Wögerbauer: Ich werde im Präsidium vorrangig für Land- und Forstwirtschaft tätig sein. Dies ist vor allem deshalb bedeutend, weil die Förderungsmittel in diesem Bereich noch immer den größten Brocken der EU-Aufwendungen darstellen. Aus diesem Grunde habe ich auch diese Aufgabenstellung gewählt.

Was ist Ihr persönliches Verständnis von dieser Funktion, was sehen als die wichtigsten Schwerpunkte Ihrer Arbeit?

Wögerbauer: Gerade für einen Netto-Zahler wie Österreich ist es besonders wichtig, die sinnvolle Verwendung der Steuermittel der europäischen Bürger sicherzustellen. Dies ist nicht nur eine herausragende Aufgabe für ein Präsidiumsmitglied des EU-Rechnungshofes, sondern darüber hinaus bedarf es der Bewusstseinsmachung, dass mit Steuergeldern sinnvoll und effizient in der EU umgegangen wird, um die Skepsis der Bürger gegenüber der EU abzubauen.

Welche konkreten Schritte wollen Sie gleich am Beginn Ihrer Amtszeit setzen?

Wögerbauer: Meine wichtigsten Anliegen sind es, dass in Hinkunft im EU-Rechnungshof verstärkt Augenmerk auf die Wirtschaftlichkeitsprüfung hinsichtlich der verwendeten Mittel gelegt wird. Vor allem aber eine Forcierung der Prinzipien von Zweckmäßigkeit und Sparsamkeit bei der Gebarungsprüfung auf europäischer Ebene wird mir ein besonderes Bedürfnis sein. Im Bereich der Zuverlässigkeitserklärung erscheint es mir geboten, bei den diesbezüglichen Berichten verstärkt darauf zu dringen, dass diese transparent gestaltet werden, sodass dem EU-Parlament gediegene Entscheidungsgrundlagen hinsichtlich der Ursachen für Fehlentwicklungen in gewissen Politikfeldern, bzw. in gewissen Mitgliedsländern für Empfehlungen und Beschlüsse an die Hand gegeben werden können.

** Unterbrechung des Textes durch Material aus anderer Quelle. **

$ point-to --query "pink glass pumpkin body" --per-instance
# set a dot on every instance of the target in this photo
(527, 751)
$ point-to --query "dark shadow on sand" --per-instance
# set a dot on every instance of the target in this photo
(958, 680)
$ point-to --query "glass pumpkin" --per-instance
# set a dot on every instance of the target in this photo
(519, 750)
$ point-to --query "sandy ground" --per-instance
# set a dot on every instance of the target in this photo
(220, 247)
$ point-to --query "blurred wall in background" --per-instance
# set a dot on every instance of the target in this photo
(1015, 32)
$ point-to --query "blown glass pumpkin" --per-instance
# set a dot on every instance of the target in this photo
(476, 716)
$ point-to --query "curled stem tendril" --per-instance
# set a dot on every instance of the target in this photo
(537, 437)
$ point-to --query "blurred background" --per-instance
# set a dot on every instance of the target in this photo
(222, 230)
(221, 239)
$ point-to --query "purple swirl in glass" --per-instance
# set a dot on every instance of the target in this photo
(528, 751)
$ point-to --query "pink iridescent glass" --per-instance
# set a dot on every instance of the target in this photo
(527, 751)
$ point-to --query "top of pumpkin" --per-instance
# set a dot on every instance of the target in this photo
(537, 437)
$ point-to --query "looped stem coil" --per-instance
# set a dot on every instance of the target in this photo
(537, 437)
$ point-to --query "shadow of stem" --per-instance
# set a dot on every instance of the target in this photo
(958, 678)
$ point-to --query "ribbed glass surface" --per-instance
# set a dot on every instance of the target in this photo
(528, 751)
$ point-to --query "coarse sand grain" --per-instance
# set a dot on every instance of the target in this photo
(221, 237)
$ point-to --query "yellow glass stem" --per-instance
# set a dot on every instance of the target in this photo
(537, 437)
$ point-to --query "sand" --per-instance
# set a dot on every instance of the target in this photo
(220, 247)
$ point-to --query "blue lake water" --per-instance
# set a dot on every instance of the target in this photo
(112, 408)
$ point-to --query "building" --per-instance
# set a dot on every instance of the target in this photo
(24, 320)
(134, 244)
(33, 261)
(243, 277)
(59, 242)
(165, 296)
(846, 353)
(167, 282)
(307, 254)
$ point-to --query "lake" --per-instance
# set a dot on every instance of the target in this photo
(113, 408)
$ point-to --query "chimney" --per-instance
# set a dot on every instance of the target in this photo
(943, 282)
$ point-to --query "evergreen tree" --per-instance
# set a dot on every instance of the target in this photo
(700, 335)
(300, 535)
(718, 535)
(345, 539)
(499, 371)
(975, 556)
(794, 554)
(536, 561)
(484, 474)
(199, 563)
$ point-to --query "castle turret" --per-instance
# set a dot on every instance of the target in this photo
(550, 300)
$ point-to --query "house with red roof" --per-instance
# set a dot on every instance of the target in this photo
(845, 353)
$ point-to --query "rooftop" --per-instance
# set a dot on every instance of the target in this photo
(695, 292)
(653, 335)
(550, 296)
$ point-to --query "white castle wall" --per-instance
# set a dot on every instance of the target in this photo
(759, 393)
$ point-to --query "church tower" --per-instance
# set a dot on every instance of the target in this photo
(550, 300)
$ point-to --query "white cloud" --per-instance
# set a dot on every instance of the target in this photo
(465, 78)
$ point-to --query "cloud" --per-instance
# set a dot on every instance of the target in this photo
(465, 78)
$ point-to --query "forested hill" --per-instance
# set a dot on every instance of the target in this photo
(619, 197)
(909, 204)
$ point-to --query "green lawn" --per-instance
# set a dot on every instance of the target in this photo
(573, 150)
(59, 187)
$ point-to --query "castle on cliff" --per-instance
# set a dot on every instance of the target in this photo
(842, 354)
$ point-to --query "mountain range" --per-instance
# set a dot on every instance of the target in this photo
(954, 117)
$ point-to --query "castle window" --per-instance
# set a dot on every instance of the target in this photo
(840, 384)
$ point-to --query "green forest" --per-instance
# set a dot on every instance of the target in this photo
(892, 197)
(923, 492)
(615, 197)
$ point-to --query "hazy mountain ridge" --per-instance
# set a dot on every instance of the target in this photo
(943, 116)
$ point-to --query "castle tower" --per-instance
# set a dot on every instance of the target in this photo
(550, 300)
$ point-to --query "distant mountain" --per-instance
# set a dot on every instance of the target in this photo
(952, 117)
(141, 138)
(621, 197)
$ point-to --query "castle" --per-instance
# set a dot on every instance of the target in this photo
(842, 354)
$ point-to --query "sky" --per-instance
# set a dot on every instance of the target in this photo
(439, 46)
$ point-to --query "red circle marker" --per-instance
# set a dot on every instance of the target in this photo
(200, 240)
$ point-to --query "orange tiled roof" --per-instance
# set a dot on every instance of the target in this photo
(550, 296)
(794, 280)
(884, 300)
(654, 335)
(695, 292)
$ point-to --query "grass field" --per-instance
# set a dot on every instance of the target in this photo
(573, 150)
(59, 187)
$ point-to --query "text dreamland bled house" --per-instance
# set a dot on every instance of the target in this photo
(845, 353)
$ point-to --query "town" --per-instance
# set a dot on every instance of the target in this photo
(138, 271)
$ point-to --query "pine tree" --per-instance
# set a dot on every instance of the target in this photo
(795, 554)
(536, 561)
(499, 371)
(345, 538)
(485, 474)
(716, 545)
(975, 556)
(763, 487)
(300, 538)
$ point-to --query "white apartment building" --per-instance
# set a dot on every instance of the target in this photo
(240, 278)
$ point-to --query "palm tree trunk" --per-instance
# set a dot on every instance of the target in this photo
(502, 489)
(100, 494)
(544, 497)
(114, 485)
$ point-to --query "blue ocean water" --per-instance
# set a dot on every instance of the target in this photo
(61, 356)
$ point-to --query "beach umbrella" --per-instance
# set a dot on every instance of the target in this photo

Wie funktioniert die Zusammenarbeit mit den für den EU-Rechnungshof zuständigen Institutionen in Österreich und der EU, gibt es da Änderungsbedarf?

Wögerbauer: Die Zusammenarbeit mit den in Österreich zuständigen Institutionen ist zwischen diesen und dem EU-Rechnungshof sehr zufriedenstellend. Naturgemäß gibt es auch diesbezüglich immer wieder Verbesserungsmöglichkeiten, wie z.B. verstärkte abgestimmte Prüfungstätigkeiten in Politikfeldern, sowohl mit dem österreichischen Prüforganen aber auch den geprüften Stellen. Hier wird vom EU-Rechnungshof in Hinkunft eine Arbeitsteilung in der Art und Weise forciert, dass es nicht zu zeitaufwändigen und kostenintensiven Doppelprüfungen kommt, sondern dass man bei den geteilten Mittelverwendungen abgestimmt in den Prüfungsplänen vorgeht.

Werden Sie auch in Österreich für eine bessere Information der Öffentlichkeit über die Aufgaben und Tätigkeit des EU-Rechnungshofes sorgen?

Wögerbauer: Die Tätigkeit des EU-Rechnungshofes war bisher in der österreichischen Öffentlichkeit kaum bekannt. Die Verbesserung der Akzeptanz der EU bei den Bürgerinnen und Bürgern ist gerade in einem Land mit EU-kritischer Grundhaltung, die von einigen Printmedien noch geschürt wird, aber auch im Hinblick darauf, dass Österreich ein EU-Netto-Zahler ist, besonders wichtig. Es muss daher nicht nur an Einzelbeispielen, sondern immer wieder in regelmäßigen Intervallen aufgezeigt werden, dass es der EU-Rechnungshof ist, der dafür sorgt, dass die Steuermittel der Europäer sorgsam, effizient und sparsam verwaltet werden. Ich sehe es daher eine besonders wichtige Aufgabe, dieses Bewusstsein von Seiten des EU-Rechnungshofes in den einzelnen Mitgliedsländern zu schaffen und zu stärken.